Sunday, June 11, 2006

We still love to hate those mail-in rebates
Jun. 10, 2006. 01:00 AM
ELLEN ROSEMAN

Mail-in rebates. Gift cards with time limits. Ink cartridges for printers.

These are a few of my readers' least favourite things.

Let's start with mail-in rebates, which attract constant comments.

You buy a product advertised at a discounted price. You collect all the paperwork, send off your application and then wait for weeks. Sometimes, the promised rebate never arrives and you forget to follow up. And sometimes, you find out you didn't qualify for the rebate, or they said you didn't qualify, in the first place.

I've missed claiming two rebates — on a printer and a cellphone — in the past year. My family members had thrown out the packaging with the universal product codes, or UPCs, required for redemption.

In May 2005, Best Buy Canada announced it would phase out mail-in rebates within the next two years. (I wrote a few columns at the time.) But rebates are still prevalent, especially on consumer electronics items. And most have tight time limits.

Kate Sakamoto bought a computer for her son last September. The printer wasn't available, so she picked it up two weeks later.

To her horror, she found the manufacturer's rebate on the printer had to be claimed within seven days.

"There was no disclaimer on any of the ads," she said, adding that the store never mentioned a time limit.

Rebates, said Richard Eng, "draw in the buyers, but the sellers still benefit from the full purchase price. They can have their cake and eat it, too."

His advice: Complain to retailers that use the mail-ins. And when doing comparisons, ignore the price after the mail-in rebate.

"Understand, it's a potential saving, not a sure thing. Understand that the saving is contingent upon your following through with a troublesome process."

Here's advice from another reader, who has had little success claiming his rebates: "If I can, I'll avoid a purchase that includes one."

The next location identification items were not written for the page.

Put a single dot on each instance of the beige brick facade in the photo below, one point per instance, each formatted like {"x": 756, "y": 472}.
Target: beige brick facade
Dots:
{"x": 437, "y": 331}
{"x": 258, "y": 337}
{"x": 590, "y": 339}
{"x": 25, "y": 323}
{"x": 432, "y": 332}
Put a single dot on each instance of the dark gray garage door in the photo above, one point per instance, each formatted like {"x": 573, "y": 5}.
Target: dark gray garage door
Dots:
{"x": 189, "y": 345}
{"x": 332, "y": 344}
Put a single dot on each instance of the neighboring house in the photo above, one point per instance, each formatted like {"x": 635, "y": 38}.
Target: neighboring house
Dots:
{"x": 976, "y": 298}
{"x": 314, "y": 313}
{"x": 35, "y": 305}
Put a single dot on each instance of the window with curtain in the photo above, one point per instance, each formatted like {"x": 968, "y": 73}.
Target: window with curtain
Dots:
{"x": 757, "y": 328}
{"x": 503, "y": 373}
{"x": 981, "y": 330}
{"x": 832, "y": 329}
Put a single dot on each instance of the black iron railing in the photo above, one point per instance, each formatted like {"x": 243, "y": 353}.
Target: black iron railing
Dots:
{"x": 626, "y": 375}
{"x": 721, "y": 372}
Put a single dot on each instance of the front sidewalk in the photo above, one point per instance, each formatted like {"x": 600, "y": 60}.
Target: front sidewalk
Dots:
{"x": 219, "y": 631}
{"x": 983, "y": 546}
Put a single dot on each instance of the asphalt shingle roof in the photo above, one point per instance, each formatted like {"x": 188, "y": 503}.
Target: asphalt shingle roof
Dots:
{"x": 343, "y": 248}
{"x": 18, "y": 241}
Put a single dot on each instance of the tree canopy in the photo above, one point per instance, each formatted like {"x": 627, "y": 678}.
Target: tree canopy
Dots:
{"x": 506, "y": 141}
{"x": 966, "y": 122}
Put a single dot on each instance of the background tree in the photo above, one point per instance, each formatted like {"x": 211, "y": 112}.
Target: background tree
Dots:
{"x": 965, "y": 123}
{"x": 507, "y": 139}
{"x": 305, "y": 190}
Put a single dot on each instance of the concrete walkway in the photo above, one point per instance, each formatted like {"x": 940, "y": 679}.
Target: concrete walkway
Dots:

Plastic gift cards with magnetic strips are replacing old-fashioned paper gift certificates. But use the cards quickly, because they may have an expiry date.

Margaret Pitkeathly tried to make a purchase at a Canadian Tire store, using a $25 gift certificate she had mislaid and then found in her home.

"I was disgusted when the clerk cheerfully informed me that the card had expired," she says.

The two-year expiry date is stated on the packaging and on the back of the card, she was told in response to her email to Canadian Tire Corp. Ltd.

"Please note it is a common practice in the retail industry to have expiry dates on gift cards," a customer relations representative said.

"Some retailers have a shorter period (12 months) and some even charge a monthly fee of $2 in the event the card account remains open without any activity."

Don't you love this argument? We're just doing what everyone else does — and some are worse than we are.

A number of American states, however, have passed laws to eliminate expiry dates on gift cards and prohibit fees.

"I've now asked seven people, all of whom shop regularly at Canadian Tire, and not a single one was familiar with the policy," Pitkeathly said, adding she found nothing at the company's website.

"Luckily, my gift card was for $25 and not $250."

Printers are cheap, but ink cartridges are expensive. Some people feel they're held hostage by cartridge costs.

Lis Hood bought an all-in-one laser printer from Dell Inc. She didn't realize she had to buy her ink cartridges online and only from Dell.

"I can't go to a store and I can't use a refillable service," she complained.

Dell has no retail presence and sells products by phone and on the Internet. So, its cartridges aren't sold in stores.

When your ink runs low, you get a warning on your computer. You click a link to purchase an ink cartridge, which is delivered to your home the next day.

"The goal is to be direct and keep people out of the stores, searching for cartridges and compatible 19-digit SKUs," or stock-keeping unit numbers, said Wendy Gottsegen, a spokeswoman at Dell's head office in Texas.

A Dell marketing specialist called Hood to explain the ink fulfilment model and offer her a free cartridge.

Hood was still unhappy. She found it was no cheaper to buy cartridges online and vowed not to buy any more products from Dell.

Dell has to work harder to explain its business model, we told Gottsegen. And she agreed.

"We're getting to set to launch a whole slew of new printers, and I just made a note that we need to do better ink-fulfilment PR," she said.